The crisis in Greece's budget deficit has been a test of the economic stability of the European Union during difficult times, and the discussion over this week's upcoming EU summit in Brussels has centered on the crisis and brought to light clear division within the Union. During last week's summit, Greek prime minister George Papandreou seemed to explicitly request a possible rescue plan from European leaders, threatening to turn to the International Money Fund otherwise, which many would see as representing a failure of Europe's single currency. Papandreou told leaders in Brussels on Thursday "We are expecting this from the summit next week."
The message seemed clear enough, and European commission president Jose Manuel Barroso called for leaders to use the upcoming week's meeting to agree on a package of loans that could be put in place if Greece decided their current budget cuts (which have resulted in strikes and union protests) were failing to contain their ballooning debt. Barroso urged that simply having a set plan would itself reduce volatility in the market by providing clarity.

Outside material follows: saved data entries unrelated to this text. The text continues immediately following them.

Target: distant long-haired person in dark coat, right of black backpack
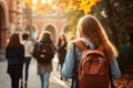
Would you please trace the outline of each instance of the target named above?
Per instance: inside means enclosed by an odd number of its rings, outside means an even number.
[[[58,53],[58,58],[59,58],[57,69],[59,69],[59,66],[60,66],[60,73],[61,73],[64,58],[65,58],[65,54],[66,54],[66,44],[68,43],[66,43],[65,35],[63,33],[60,34],[58,38],[58,44],[57,44],[57,53]],[[60,79],[62,80],[62,75]]]

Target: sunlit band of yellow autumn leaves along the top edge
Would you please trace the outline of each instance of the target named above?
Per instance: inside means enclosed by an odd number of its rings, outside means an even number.
[[[71,10],[83,11],[88,14],[91,8],[100,0],[22,0],[31,7],[37,14],[49,13],[53,7],[63,9],[65,12]]]

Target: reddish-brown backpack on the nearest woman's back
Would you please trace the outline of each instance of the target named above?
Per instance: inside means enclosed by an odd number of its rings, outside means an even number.
[[[91,50],[82,42],[74,44],[82,51],[78,66],[79,88],[109,88],[109,63],[102,47]]]

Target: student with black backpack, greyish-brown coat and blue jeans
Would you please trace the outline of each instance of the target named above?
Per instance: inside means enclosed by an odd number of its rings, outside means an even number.
[[[38,75],[41,79],[41,88],[49,88],[50,73],[52,72],[52,58],[55,46],[49,31],[44,31],[33,50],[33,57],[38,62]]]

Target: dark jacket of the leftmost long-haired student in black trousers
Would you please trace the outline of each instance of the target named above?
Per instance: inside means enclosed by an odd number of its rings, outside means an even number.
[[[7,47],[6,58],[8,59],[8,74],[22,74],[24,61],[24,46]]]

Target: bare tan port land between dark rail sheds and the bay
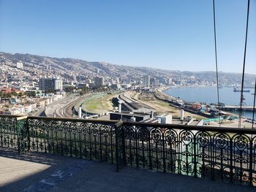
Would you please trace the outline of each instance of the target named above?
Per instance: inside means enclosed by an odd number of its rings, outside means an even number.
[[[186,101],[181,101],[181,99],[166,95],[165,93],[162,93],[162,90],[163,89],[154,91],[126,91],[123,96],[151,107],[151,109],[155,110],[154,112],[157,115],[172,115],[173,124],[182,124],[186,123],[187,119],[193,119],[193,123],[189,123],[189,125],[239,128],[238,115],[235,115],[232,112],[217,110],[216,105],[208,105],[208,111],[213,111],[212,113],[206,111],[201,112],[197,109],[197,106],[202,106],[200,103],[197,102],[196,104],[190,104],[189,106]],[[187,106],[189,106],[189,108],[187,108]],[[181,120],[181,110],[184,110],[184,120]],[[218,111],[220,113],[220,118],[217,115]],[[200,120],[202,120],[201,123],[197,124]],[[252,126],[252,120],[244,117],[241,118],[241,128],[253,127],[256,127],[256,123]]]

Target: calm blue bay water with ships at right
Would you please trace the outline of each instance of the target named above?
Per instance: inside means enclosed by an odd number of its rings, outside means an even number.
[[[244,88],[244,90],[250,90],[249,93],[244,92],[244,105],[253,105],[254,89]],[[217,88],[216,87],[176,87],[169,88],[164,93],[180,97],[185,101],[199,101],[206,103],[217,103]],[[219,102],[226,105],[239,105],[241,92],[233,92],[233,88],[219,88]],[[252,112],[243,112],[243,116],[252,118]],[[255,114],[256,116],[256,114]]]

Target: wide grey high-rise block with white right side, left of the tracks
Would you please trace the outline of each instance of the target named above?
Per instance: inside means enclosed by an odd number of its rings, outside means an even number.
[[[39,89],[47,93],[62,91],[62,80],[59,78],[41,78],[39,79]]]

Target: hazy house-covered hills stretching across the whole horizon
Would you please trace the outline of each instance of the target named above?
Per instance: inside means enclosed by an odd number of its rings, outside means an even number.
[[[143,77],[143,75],[149,74],[151,77],[157,77],[160,80],[166,77],[173,77],[177,80],[189,79],[189,77],[200,81],[214,82],[216,80],[216,72],[181,72],[153,69],[144,66],[122,66],[105,62],[83,61],[77,58],[50,58],[47,56],[20,53],[10,54],[0,52],[0,58],[2,61],[13,64],[21,61],[24,66],[31,67],[31,70],[50,67],[53,74],[58,74],[66,79],[72,79],[72,76],[94,77],[96,75],[102,75],[107,78],[121,77],[122,79],[136,80]],[[42,74],[43,72],[42,70]],[[34,72],[31,73],[33,74]],[[241,83],[241,74],[219,72],[219,81]],[[255,74],[246,74],[247,85],[252,85],[254,81]]]

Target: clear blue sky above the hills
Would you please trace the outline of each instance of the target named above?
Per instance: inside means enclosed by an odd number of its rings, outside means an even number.
[[[256,74],[256,0],[246,72]],[[246,0],[216,0],[219,70],[241,72]],[[212,0],[0,0],[0,51],[212,71]]]

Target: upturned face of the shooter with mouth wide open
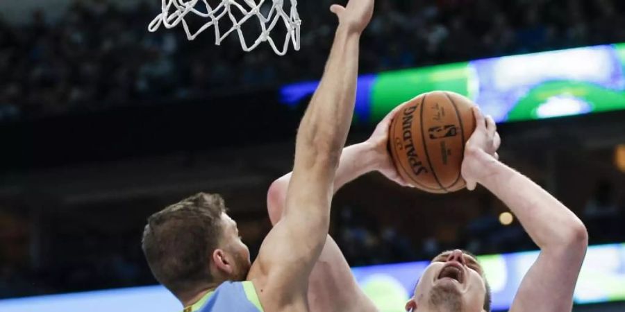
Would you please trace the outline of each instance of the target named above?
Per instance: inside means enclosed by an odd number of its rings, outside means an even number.
[[[452,258],[439,256],[430,263],[406,304],[408,311],[483,311],[486,286],[481,267]]]

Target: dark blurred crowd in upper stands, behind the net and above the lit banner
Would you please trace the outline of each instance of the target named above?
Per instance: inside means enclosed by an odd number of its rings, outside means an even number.
[[[182,29],[149,33],[158,1],[132,9],[76,1],[49,21],[0,17],[0,121],[203,98],[319,78],[333,37],[332,1],[299,3],[301,51],[244,53],[231,36],[188,42]],[[361,72],[572,46],[625,42],[615,0],[378,0],[363,36]],[[277,36],[283,34],[276,31]]]

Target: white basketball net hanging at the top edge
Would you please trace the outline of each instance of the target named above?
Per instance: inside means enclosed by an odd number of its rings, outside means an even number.
[[[253,50],[261,42],[269,42],[272,49],[274,49],[278,55],[285,55],[289,42],[293,42],[294,49],[299,50],[299,27],[301,20],[297,14],[297,0],[290,0],[291,12],[289,15],[287,15],[283,10],[283,3],[285,0],[271,0],[272,8],[267,13],[267,16],[260,12],[260,7],[263,6],[265,0],[239,0],[244,4],[239,4],[235,0],[219,0],[221,3],[219,3],[219,5],[215,8],[208,4],[208,0],[161,1],[162,12],[155,19],[153,19],[153,21],[151,21],[148,26],[148,30],[150,32],[158,30],[160,24],[163,24],[165,28],[174,28],[176,25],[182,23],[183,28],[185,28],[185,33],[187,33],[188,40],[194,40],[200,33],[213,26],[213,29],[215,30],[215,44],[217,45],[228,37],[228,35],[236,31],[239,35],[241,46],[246,52]],[[254,3],[254,1],[259,2]],[[196,9],[196,5],[198,3],[200,3],[200,6],[202,3],[203,6],[206,6],[206,12],[201,12]],[[189,13],[197,15],[201,18],[208,18],[210,20],[207,21],[206,24],[203,24],[203,26],[201,26],[195,33],[191,33],[187,21],[185,21],[185,17]],[[235,15],[242,17],[237,19]],[[226,20],[228,21],[228,24],[232,24],[232,27],[225,33],[220,33],[219,31],[219,20],[221,19],[228,19]],[[260,25],[261,33],[258,38],[256,38],[256,41],[249,46],[243,37],[241,25],[246,21],[253,22],[254,20],[256,20],[256,22]],[[282,49],[278,49],[276,42],[274,42],[272,37],[269,36],[278,22],[283,22],[287,29],[285,41],[281,47]]]

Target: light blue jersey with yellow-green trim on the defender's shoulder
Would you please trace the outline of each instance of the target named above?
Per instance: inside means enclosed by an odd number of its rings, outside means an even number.
[[[226,281],[183,312],[263,312],[251,281]]]

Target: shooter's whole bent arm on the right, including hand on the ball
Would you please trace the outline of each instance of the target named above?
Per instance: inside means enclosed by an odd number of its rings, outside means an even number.
[[[519,218],[540,255],[524,277],[510,311],[571,311],[573,291],[588,234],[572,211],[489,151],[499,146],[494,121],[478,110],[476,132],[467,141],[462,176],[472,189],[482,184]],[[497,148],[494,148],[495,150]]]

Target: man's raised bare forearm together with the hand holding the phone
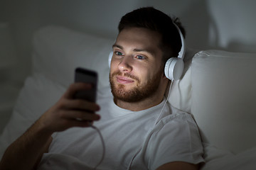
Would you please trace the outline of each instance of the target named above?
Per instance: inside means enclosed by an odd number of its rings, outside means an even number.
[[[43,153],[48,151],[53,132],[88,127],[89,121],[99,120],[99,115],[88,112],[100,109],[96,103],[73,98],[76,91],[90,88],[89,84],[72,84],[52,108],[6,149],[0,169],[34,169]]]

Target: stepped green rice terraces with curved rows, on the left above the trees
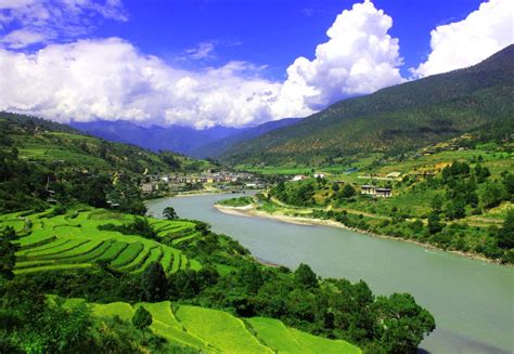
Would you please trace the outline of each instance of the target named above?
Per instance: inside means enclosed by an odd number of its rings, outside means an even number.
[[[56,217],[49,212],[0,215],[0,230],[12,226],[21,235],[15,273],[80,268],[99,261],[133,273],[143,272],[152,262],[160,262],[167,273],[202,267],[179,249],[137,235],[98,230],[99,225],[106,223],[129,223],[130,215],[102,209]],[[200,236],[192,222],[151,220],[151,223],[159,236],[187,240]]]

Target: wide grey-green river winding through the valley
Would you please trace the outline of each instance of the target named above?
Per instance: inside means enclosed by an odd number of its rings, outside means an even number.
[[[237,195],[153,200],[160,217],[172,206],[237,239],[258,259],[295,268],[309,264],[323,277],[363,279],[374,293],[410,292],[436,318],[421,344],[428,353],[514,353],[514,270],[457,254],[329,226],[224,214],[213,205]]]

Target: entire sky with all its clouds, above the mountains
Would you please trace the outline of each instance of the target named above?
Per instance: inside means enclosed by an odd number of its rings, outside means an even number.
[[[197,129],[479,63],[512,0],[0,0],[0,110]]]

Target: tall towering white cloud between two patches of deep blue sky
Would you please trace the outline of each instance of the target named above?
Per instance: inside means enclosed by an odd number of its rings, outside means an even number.
[[[393,19],[372,2],[357,3],[337,16],[316,57],[298,57],[287,68],[282,89],[283,115],[295,107],[318,110],[345,97],[374,92],[403,81],[398,39],[387,31]]]

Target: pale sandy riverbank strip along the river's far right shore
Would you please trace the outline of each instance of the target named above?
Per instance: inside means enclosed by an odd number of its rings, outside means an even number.
[[[399,238],[399,237],[393,237],[393,236],[387,236],[387,235],[382,235],[382,234],[376,234],[372,233],[370,231],[365,230],[360,230],[356,227],[348,227],[337,221],[334,220],[325,220],[325,219],[313,219],[313,218],[305,218],[305,217],[292,217],[292,215],[285,215],[282,213],[269,213],[262,210],[257,210],[255,205],[248,205],[245,207],[228,207],[228,206],[222,206],[219,204],[215,204],[214,207],[219,210],[220,212],[224,212],[227,214],[232,214],[232,215],[239,215],[239,217],[247,217],[247,218],[267,218],[267,219],[273,219],[278,220],[281,222],[290,223],[290,224],[297,224],[297,225],[311,225],[311,226],[330,226],[330,227],[337,227],[337,228],[344,228],[344,230],[349,230],[359,234],[364,234],[373,237],[380,237],[380,238],[385,238],[385,239],[391,239],[391,240],[397,240],[397,241],[403,241],[403,242],[409,242],[409,244],[414,244],[417,246],[421,246],[425,248],[426,250],[438,250],[438,251],[444,251],[444,252],[450,252],[453,254],[458,254],[461,257],[465,257],[468,259],[473,260],[479,260],[479,261],[485,261],[488,263],[496,263],[496,264],[501,264],[501,265],[510,265],[510,264],[504,264],[501,263],[498,260],[491,260],[486,257],[476,254],[476,253],[470,253],[470,252],[462,252],[462,251],[457,251],[457,250],[445,250],[441,248],[437,248],[433,245],[420,242],[414,239],[406,239],[406,238]],[[512,266],[512,265],[511,265]]]

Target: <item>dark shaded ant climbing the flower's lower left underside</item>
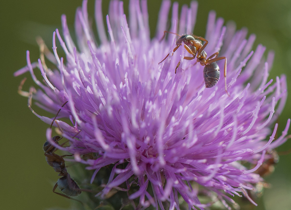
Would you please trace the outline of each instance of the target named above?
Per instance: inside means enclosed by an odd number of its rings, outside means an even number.
[[[67,102],[65,102],[61,107],[64,107],[65,104],[67,104]],[[58,113],[61,111],[61,109],[58,111]],[[56,114],[56,117],[58,116],[58,113]],[[54,118],[51,127],[56,119],[56,117]],[[61,140],[63,137],[60,136],[54,136],[52,139],[54,140],[55,143],[58,144],[58,141]],[[57,155],[54,153],[54,151],[56,151],[56,147],[54,147],[53,145],[51,145],[49,143],[49,141],[46,141],[43,145],[43,150],[45,151],[45,159],[47,161],[47,164],[49,164],[50,166],[52,166],[54,168],[54,170],[56,172],[58,172],[58,176],[62,176],[61,178],[58,179],[58,181],[56,182],[54,188],[53,188],[53,192],[67,197],[69,199],[73,199],[69,196],[77,196],[80,195],[81,192],[83,190],[81,190],[78,186],[78,184],[70,177],[70,174],[67,172],[66,166],[65,166],[65,160],[63,159],[63,157],[65,156],[72,156],[72,155]],[[55,192],[56,188],[59,188],[64,194]],[[76,199],[73,199],[76,200]],[[77,200],[79,201],[79,200]],[[81,201],[79,201],[81,202]],[[82,202],[81,202],[82,203]]]

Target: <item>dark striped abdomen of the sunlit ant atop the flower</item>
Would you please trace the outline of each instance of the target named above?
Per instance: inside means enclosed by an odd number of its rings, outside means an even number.
[[[212,88],[219,80],[220,71],[216,62],[205,65],[203,70],[203,77],[206,88]]]

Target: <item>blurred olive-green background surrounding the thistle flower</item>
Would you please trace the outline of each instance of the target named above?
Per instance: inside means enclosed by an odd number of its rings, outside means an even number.
[[[108,2],[103,1],[103,15],[107,14]],[[189,5],[189,0],[179,1]],[[27,98],[17,94],[17,87],[24,76],[28,77],[24,90],[32,85],[29,74],[13,77],[13,72],[26,65],[26,50],[30,51],[31,61],[39,58],[36,36],[41,36],[48,47],[52,47],[52,33],[61,29],[61,15],[67,15],[69,28],[73,29],[75,10],[80,1],[1,1],[1,209],[48,209],[68,208],[70,200],[52,193],[57,173],[45,163],[42,145],[48,125],[41,122],[27,107]],[[128,14],[128,1],[124,1]],[[151,34],[154,34],[160,1],[148,1]],[[88,2],[89,15],[93,17],[94,1]],[[270,78],[286,74],[291,91],[291,1],[290,0],[246,0],[208,1],[198,0],[198,17],[194,33],[205,35],[205,25],[210,10],[225,22],[233,20],[237,29],[247,27],[249,34],[255,33],[259,43],[267,50],[275,51],[274,66]],[[128,17],[128,16],[127,16]],[[288,97],[284,113],[279,119],[279,131],[284,129],[291,117]],[[36,108],[36,106],[34,106]],[[45,115],[45,113],[40,112]],[[53,116],[53,115],[49,115]],[[291,134],[291,130],[289,132]],[[291,148],[290,140],[278,151]],[[272,183],[265,189],[258,207],[242,204],[241,209],[289,210],[291,209],[291,154],[281,156],[275,172],[266,178]]]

However, in a German radio interview, German Prime Minister Angela Merkel completely opposed both leaders, claiming that Greece was in no immediate economic danger and that aid for them would not be a topic at the summit. She instead argued that speculation over the possible bailout was the primary cause of recent market volatility.
"I don't see that Greece needs money at the moment and the Greek government has confirmed that. That's why I'd urge us not to stir up turbulence in the markets by raising false expectations for Thursday's council meeting,"
Merkel's statement is arguably about protecting the markets stability and interest in order to dissolve any uncertainty among citizens of the European Union, (and Germany specifically), and as such, her reasoning is somewhat valid. However, Papandreou's request for a specific plan for economic stability to calm the current governmental turbulence in Greece seem to point to an issue that cannot be simply swept under the table. Merkel seems to simply be ignoring a problem that is directly related to her own countries' economic strength and stability, and furthermore, the strength, (or otherwise dismemberment), of the EU as a whole.
Merkel's rationale may better be understood through fear's of a region-wide comic collapse as the euro has recently dropped to $1.35. Merkel has argued that a Greek bailout could set a dangerous precedent for the entirety of the EU, and during her radio interview, she again postulated the notion that countries who repeatedly broke, or hindered the EU's stability and growth pact did have the potential to be expelled from the organization. In the global economic downturn, it is difficult to maintain strong ties between nations, when the capital is simply inexistent. Although it is evident that Greek desperately needs help to maintain its nation, stronger socioeconomic and political ties need to be strengthened between countries currently existing in the European Union.
** Information obtained from the online journal of "The Guardian" a periodical published in the U.K.